Once you have started sending a streaming HTTP response, you cannot change the status code. The standard pattern is to send an error event in the SSE stream: `yield f"data: {json.dumps({'error': str(e)})}\n\n"`. The client-side JavaScript should watch for error events and handle them appropriately. For critical errors, close the stream after sending the error event.

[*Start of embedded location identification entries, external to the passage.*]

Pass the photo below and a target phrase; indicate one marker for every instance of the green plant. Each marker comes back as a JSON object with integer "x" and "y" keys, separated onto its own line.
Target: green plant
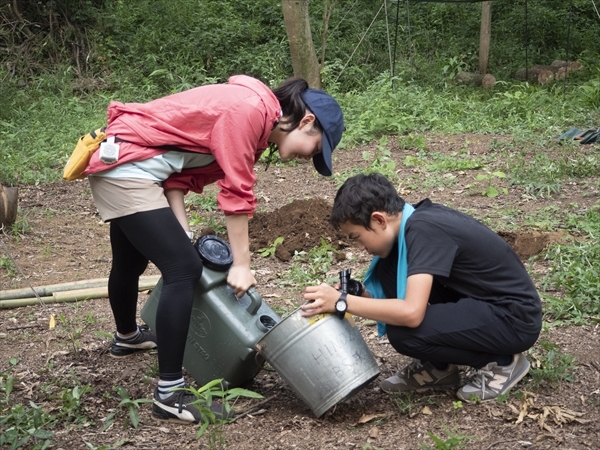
{"x": 8, "y": 264}
{"x": 21, "y": 225}
{"x": 270, "y": 250}
{"x": 72, "y": 402}
{"x": 382, "y": 162}
{"x": 590, "y": 91}
{"x": 206, "y": 202}
{"x": 228, "y": 397}
{"x": 131, "y": 405}
{"x": 575, "y": 269}
{"x": 310, "y": 268}
{"x": 486, "y": 181}
{"x": 412, "y": 141}
{"x": 551, "y": 365}
{"x": 408, "y": 402}
{"x": 22, "y": 426}
{"x": 453, "y": 441}
{"x": 74, "y": 327}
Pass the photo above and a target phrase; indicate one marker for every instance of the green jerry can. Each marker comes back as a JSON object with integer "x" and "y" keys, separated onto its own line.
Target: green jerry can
{"x": 223, "y": 329}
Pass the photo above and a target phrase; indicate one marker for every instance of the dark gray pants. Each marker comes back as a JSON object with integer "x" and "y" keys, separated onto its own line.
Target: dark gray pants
{"x": 462, "y": 331}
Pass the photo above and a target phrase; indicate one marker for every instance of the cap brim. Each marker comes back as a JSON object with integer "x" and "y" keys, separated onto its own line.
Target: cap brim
{"x": 322, "y": 161}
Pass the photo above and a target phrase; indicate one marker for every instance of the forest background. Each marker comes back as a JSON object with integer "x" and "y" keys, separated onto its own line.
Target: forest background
{"x": 62, "y": 61}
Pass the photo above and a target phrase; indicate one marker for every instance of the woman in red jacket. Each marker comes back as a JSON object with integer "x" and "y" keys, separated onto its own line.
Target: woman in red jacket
{"x": 179, "y": 143}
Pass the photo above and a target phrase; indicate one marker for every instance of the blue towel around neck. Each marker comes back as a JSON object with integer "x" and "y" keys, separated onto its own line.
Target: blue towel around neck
{"x": 373, "y": 285}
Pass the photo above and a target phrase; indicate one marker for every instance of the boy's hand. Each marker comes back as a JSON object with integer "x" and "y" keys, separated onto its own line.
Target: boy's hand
{"x": 319, "y": 299}
{"x": 240, "y": 278}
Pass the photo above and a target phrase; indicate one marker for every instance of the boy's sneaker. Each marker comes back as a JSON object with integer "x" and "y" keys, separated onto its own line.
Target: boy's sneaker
{"x": 419, "y": 377}
{"x": 145, "y": 340}
{"x": 493, "y": 380}
{"x": 178, "y": 408}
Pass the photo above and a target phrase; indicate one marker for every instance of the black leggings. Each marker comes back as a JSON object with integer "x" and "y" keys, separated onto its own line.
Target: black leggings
{"x": 155, "y": 236}
{"x": 462, "y": 331}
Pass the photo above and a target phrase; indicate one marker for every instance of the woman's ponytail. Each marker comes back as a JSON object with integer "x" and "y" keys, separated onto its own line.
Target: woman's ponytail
{"x": 289, "y": 94}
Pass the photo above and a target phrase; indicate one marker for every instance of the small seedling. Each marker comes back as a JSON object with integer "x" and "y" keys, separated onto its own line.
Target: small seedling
{"x": 131, "y": 405}
{"x": 270, "y": 250}
{"x": 454, "y": 440}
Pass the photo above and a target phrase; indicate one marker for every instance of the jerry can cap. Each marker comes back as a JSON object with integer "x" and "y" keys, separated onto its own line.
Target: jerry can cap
{"x": 214, "y": 252}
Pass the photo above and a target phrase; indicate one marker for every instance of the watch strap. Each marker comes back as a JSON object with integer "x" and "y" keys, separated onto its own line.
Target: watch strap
{"x": 342, "y": 299}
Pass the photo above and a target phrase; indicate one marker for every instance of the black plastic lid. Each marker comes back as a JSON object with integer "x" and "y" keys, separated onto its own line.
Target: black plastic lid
{"x": 214, "y": 252}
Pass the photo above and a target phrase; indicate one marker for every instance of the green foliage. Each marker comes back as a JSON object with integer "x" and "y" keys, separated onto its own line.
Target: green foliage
{"x": 551, "y": 366}
{"x": 72, "y": 328}
{"x": 590, "y": 91}
{"x": 311, "y": 268}
{"x": 454, "y": 440}
{"x": 228, "y": 397}
{"x": 407, "y": 403}
{"x": 485, "y": 184}
{"x": 270, "y": 250}
{"x": 204, "y": 202}
{"x": 8, "y": 265}
{"x": 30, "y": 426}
{"x": 574, "y": 273}
{"x": 130, "y": 405}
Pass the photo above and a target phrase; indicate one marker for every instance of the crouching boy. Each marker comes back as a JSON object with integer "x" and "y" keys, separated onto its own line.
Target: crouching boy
{"x": 447, "y": 290}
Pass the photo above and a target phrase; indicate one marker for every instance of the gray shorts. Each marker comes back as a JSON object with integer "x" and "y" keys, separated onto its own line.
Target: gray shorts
{"x": 118, "y": 197}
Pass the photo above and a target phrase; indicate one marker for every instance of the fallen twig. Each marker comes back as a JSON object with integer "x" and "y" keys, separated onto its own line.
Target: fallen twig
{"x": 247, "y": 411}
{"x": 36, "y": 325}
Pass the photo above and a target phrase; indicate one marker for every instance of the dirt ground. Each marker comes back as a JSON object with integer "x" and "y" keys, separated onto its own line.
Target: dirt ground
{"x": 66, "y": 242}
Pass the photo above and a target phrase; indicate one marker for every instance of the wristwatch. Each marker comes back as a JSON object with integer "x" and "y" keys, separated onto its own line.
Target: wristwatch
{"x": 341, "y": 306}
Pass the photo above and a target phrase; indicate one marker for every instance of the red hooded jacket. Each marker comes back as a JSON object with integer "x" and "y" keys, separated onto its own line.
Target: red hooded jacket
{"x": 230, "y": 121}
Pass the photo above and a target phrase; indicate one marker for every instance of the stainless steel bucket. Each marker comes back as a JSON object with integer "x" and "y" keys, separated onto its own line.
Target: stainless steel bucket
{"x": 325, "y": 360}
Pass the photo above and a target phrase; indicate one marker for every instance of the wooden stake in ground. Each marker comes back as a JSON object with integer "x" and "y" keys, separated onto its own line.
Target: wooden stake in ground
{"x": 485, "y": 36}
{"x": 8, "y": 205}
{"x": 535, "y": 74}
{"x": 486, "y": 81}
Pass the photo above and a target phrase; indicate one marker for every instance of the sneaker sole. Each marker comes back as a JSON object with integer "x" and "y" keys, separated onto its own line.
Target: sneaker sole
{"x": 129, "y": 352}
{"x": 506, "y": 391}
{"x": 426, "y": 389}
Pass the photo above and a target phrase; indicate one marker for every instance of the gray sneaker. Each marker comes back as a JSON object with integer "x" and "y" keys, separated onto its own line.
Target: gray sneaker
{"x": 144, "y": 341}
{"x": 419, "y": 377}
{"x": 493, "y": 380}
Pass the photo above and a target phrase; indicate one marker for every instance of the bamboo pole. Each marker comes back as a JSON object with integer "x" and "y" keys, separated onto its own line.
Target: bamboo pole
{"x": 44, "y": 291}
{"x": 73, "y": 295}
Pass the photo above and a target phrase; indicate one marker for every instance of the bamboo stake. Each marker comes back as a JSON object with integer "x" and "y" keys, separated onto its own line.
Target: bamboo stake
{"x": 74, "y": 295}
{"x": 45, "y": 291}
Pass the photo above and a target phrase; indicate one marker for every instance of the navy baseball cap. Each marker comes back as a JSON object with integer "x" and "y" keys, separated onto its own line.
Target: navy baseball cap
{"x": 329, "y": 114}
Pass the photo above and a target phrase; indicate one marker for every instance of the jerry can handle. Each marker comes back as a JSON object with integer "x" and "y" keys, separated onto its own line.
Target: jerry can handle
{"x": 255, "y": 301}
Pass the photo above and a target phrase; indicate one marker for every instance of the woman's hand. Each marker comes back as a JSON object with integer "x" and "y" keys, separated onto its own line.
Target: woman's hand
{"x": 319, "y": 299}
{"x": 240, "y": 278}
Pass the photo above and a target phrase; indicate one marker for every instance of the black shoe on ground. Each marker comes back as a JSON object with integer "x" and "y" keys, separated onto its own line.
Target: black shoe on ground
{"x": 146, "y": 340}
{"x": 179, "y": 408}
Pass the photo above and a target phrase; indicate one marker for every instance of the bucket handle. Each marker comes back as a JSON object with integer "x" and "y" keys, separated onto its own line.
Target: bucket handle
{"x": 255, "y": 301}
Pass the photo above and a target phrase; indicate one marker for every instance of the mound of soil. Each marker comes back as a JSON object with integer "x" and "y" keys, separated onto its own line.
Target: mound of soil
{"x": 302, "y": 224}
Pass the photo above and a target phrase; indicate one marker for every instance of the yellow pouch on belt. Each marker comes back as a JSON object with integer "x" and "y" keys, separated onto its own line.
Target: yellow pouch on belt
{"x": 82, "y": 154}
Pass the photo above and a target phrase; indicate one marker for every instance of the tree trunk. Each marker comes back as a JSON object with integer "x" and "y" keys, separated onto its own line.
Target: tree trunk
{"x": 486, "y": 81}
{"x": 536, "y": 74}
{"x": 8, "y": 205}
{"x": 485, "y": 36}
{"x": 302, "y": 50}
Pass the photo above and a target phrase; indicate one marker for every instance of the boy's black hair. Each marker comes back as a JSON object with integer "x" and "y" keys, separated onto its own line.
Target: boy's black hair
{"x": 360, "y": 196}
{"x": 289, "y": 93}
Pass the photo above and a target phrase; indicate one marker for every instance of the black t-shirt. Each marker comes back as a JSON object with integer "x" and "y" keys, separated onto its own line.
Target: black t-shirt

### What is the memory overhead of async generators compared to collecting all results into a list?

Async generators use constant memory regardless of the total data volume — they hold only the current yielded value. A list holds every item simultaneously. For streaming 10,000 LLM tokens, a generator uses memory for one token at a time while a list stores all 10,000. This makes generators essential for long-running or high-volume streams.

### Can I replay or tee an async generator to send data to multiple consumers?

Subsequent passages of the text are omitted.